Sevgilinin kuşak ve halkasını çalmak,
Bazen kızmayı yeğler, bazen salar bırakarak,
Size gayet çoktur, isterim inanmak
Ve kıskanmam kendinizi kandırmanızı:
Bir peçe, şal, jartiyer, yüzük;
Gerçekten değildir küçük;
Yalnız, bana yetmez takıntısı.
Hayatından canlı bir parça,
Onu kafi çekinmeden sonra
En Sevgilisi verdi bana,
Ve bir aldatı oldu kimi görkem anında.
Ah nasıl da gülerim tümüyle ıvır zıvırlara!

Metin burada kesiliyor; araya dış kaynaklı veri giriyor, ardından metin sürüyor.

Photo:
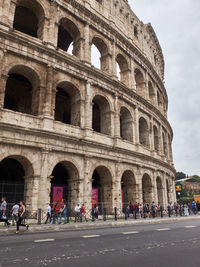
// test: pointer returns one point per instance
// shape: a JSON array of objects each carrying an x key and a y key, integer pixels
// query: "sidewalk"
[{"x": 96, "y": 225}]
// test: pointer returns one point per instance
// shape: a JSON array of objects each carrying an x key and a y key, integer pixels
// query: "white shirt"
[{"x": 77, "y": 208}]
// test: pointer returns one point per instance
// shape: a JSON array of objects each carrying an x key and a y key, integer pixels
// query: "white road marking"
[
  {"x": 90, "y": 236},
  {"x": 44, "y": 240},
  {"x": 163, "y": 229},
  {"x": 130, "y": 233}
]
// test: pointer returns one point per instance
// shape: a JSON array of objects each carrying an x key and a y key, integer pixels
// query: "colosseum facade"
[{"x": 66, "y": 123}]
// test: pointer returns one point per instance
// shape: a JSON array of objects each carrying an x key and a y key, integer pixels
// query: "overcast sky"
[{"x": 177, "y": 25}]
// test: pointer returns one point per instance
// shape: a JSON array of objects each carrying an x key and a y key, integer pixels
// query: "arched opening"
[
  {"x": 151, "y": 92},
  {"x": 156, "y": 138},
  {"x": 126, "y": 124},
  {"x": 22, "y": 90},
  {"x": 65, "y": 184},
  {"x": 124, "y": 69},
  {"x": 99, "y": 55},
  {"x": 67, "y": 106},
  {"x": 147, "y": 189},
  {"x": 68, "y": 36},
  {"x": 101, "y": 115},
  {"x": 159, "y": 191},
  {"x": 128, "y": 188},
  {"x": 29, "y": 18},
  {"x": 168, "y": 191},
  {"x": 140, "y": 83},
  {"x": 102, "y": 189},
  {"x": 143, "y": 132}
]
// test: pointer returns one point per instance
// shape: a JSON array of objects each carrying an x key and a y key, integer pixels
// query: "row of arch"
[
  {"x": 69, "y": 39},
  {"x": 14, "y": 171},
  {"x": 22, "y": 92}
]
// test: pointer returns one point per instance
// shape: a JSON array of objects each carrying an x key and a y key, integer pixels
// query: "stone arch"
[
  {"x": 22, "y": 90},
  {"x": 101, "y": 115},
  {"x": 124, "y": 68},
  {"x": 102, "y": 186},
  {"x": 156, "y": 138},
  {"x": 140, "y": 82},
  {"x": 65, "y": 175},
  {"x": 128, "y": 187},
  {"x": 102, "y": 47},
  {"x": 16, "y": 174},
  {"x": 67, "y": 104},
  {"x": 147, "y": 189},
  {"x": 143, "y": 132},
  {"x": 160, "y": 193},
  {"x": 126, "y": 124},
  {"x": 151, "y": 91},
  {"x": 69, "y": 34},
  {"x": 31, "y": 12}
]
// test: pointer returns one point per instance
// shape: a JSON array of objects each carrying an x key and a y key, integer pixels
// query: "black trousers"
[{"x": 19, "y": 223}]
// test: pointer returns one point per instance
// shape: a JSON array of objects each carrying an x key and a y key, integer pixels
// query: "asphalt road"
[{"x": 158, "y": 245}]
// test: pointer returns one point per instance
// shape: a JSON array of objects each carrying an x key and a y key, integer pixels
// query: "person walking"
[
  {"x": 15, "y": 210},
  {"x": 48, "y": 214},
  {"x": 3, "y": 208},
  {"x": 63, "y": 212},
  {"x": 77, "y": 213},
  {"x": 22, "y": 214}
]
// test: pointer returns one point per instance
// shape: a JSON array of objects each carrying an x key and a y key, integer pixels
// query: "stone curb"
[{"x": 97, "y": 225}]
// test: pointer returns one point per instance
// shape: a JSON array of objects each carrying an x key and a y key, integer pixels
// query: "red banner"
[
  {"x": 95, "y": 197},
  {"x": 57, "y": 197}
]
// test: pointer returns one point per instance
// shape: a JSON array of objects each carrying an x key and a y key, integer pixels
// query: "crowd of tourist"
[{"x": 58, "y": 212}]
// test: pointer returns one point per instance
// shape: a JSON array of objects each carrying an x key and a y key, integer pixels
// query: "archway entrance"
[
  {"x": 159, "y": 191},
  {"x": 12, "y": 184},
  {"x": 147, "y": 189},
  {"x": 128, "y": 188},
  {"x": 102, "y": 189},
  {"x": 64, "y": 184}
]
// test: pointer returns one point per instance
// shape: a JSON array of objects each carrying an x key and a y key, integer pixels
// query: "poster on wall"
[
  {"x": 57, "y": 197},
  {"x": 95, "y": 197}
]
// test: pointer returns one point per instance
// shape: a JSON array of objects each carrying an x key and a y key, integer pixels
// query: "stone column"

O güzel saçlarını sundu hayranlara,
En güzel simanın pırlantasını, aslında.
Senden, derhal yoksun olayım mı yar,
Benden koparılamasan da her ne kadar:
Bakmak, şakalaşmak vede öpüşmek var
Senden kutsal bir emanet kalsada.-
Saçlarının ve kederimin kaderi eşit;
Olmasa talihimiz dümdüz giderdi tek şerit
Uğruna, ondan ayrıyız şimdi aynı yolda.
Bağlıydık ona sımsıkı;
Okşardık o yumuşak yanakları,
Hoş bir arzu kıvırırdı ve bize asılırdı,
Kayar düşerdik tam göğsünün üstüne.
Ah hasmım, hasetlikten arınmış yiğidim,
Sense şipşirin armağan, en yüce ganimetim,
Anımsat bana neşeyi ve hevesi büsbütününe!